BK002 consists of Nakai (AJN) and Rohrbach (MFR) that have been used as herbal medicines in China and Korea. AJN and MFR have been reported to have anti-inflammatory, anti-oxidative, and anti-cancer activities, although the synergistic targeting multiple anti-cancer mechanism in castration-resistant prostate cancer (CRPC) has not been well reported. However, the drug resistance and transition to the androgen-independent state of prostate cancer contributing to CRPC is not well studied. Here, we reported that BK002 exerted cytotoxicity and apoptosis in CRPC PC3 cell lines and prostate cancer DU145 cell lines examined by cytotoxicity, western blot, a LIVE/DEAD cell imaging assay, reactive oxygen species (ROS) detection, quantitative real-time polymerase chain reaction (RT-PCR), and transfection assays. The results from our investigation found that BK002 showed more cellular cytotoxicity than AJN and MFR alone, suggesting that BK002 exhibited potential cytotoxic properties. Consistently, BK002 increased DNA damage, and activated p-γH2A.X and depletion of survivin-activated ubiquitination of pro-PARP, caspase9, and caspase3. Notably, live cell imaging using confocal microscopy found that BK002 effectively increased DNA-binding red fluorescent intensity in PC3 and DU145 cells. Also, BK002 increased the anti-proliferative effect with activation of the C/EBP homologous protein (CHOP) and significantly attenuated PI3K/AKT expression. Notably, BK002-treated cells increased ROS generation and co-treatment of N-Acetyl-L-cysteine (NAC), an ROS inhibitor, significantly preventing ROS production and cellular cytotoxicity, suggesting that ROS production is essential for initiating apoptosis in PC3 and DU145 cells. In addition, we found that BK002 significantly enhanced miR-192-5p expression, and co-treatment with BK002 and miR-192-5p inhibitor significantly reduced miR-192-5p expression and cellular viability in PC3 and DU145 cells, indicating modulation of miR-192-5p mediated apoptosis. Finally, we found that BK002-mediated CHOP upregulation and PI3K downregulation were significantly reduced and restrained by miR-192-5p inhibitor respectively, suggesting that the anti-cancer effect of BK002 is associated with the miR-192-5p/PI3K/CHOP pathway. Therefore, our study reveals that a combination of AJN and MFR might be more effective than single treatment against apoptotic activities of both CRPC cells and prostate cancer cells.

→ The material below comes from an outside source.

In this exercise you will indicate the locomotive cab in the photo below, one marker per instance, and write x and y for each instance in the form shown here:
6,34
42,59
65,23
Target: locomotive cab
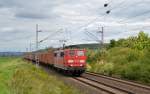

BK002由中井(AJN)和罗尔巴赫(MFR)组成,在中国和韩国一直被用作草药。据报道,AJN和MFR具有抗炎、抗氧化和抗癌活性,尽管在去势抵抗性前列腺癌(CRPC)中协同靶向多种抗癌机制的研究尚未充分报道。然而,导致CRPC的前列腺癌的耐药性以及向雄激素非依赖状态的转变尚未得到充分研究。在此,我们报告BK002在CRPC的PC3细胞系和前列腺癌DU145细胞系中表现出细胞毒性和诱导凋亡作用,这通过细胞毒性检测、蛋白质免疫印迹法、活/死细胞成像分析、活性氧(ROS)检测、定量实时聚合酶链反应(RT-PCR)和转染实验得以验证。我们的研究结果发现,BK002比单独的AJN和MFR表现出更强的细胞毒性,表明BK002具有潜在的细胞毒性特性。一致地,BK002增加了DNA损伤,激活了p-γH2A.X,并使survivin激活的pro-PARP、caspase9和caspase3的泛素化减少。值得注意的是,使用共聚焦显微镜的活细胞成像发现,BK002有效地增加了PC3和DU145细胞中DNA结合红色荧光强度。此外,BK002通过激活C/EBP同源蛋白(CHOP)增强了抗增殖作用,并显著减弱了PI3K/AKT的表达。值得注意的是,经BK002处理的细胞增加了ROS的产生,而ROS抑制剂N-乙酰-L-半胱氨酸(NAC)的共同处理显著抑制了ROS的产生和细胞毒性,这表明ROS的产生对于启动PC3和DU145细胞中的凋亡至关重要。此外,我们发现BK002显著增强了miR-192-5p的表达,并且BK002与miR-192-5p抑制剂的共同处理显著降低了PC3和DU145细胞中miR-192-5p的表达和细胞活力,表明miR-192-5p介导的凋亡受到调控。最后,我们发现BK002介导的CHOP上调和PI3K下调分别被miR-192-5p抑制剂显著降低和抑制,这表明BK002的抗癌作用与miR-192-5p/PI3K/CHOP途径相关。因此,我们的研究表明,AJN和MFR的组合可能比单一治疗对CRPC细胞和前列腺癌细胞的凋亡活性更有效。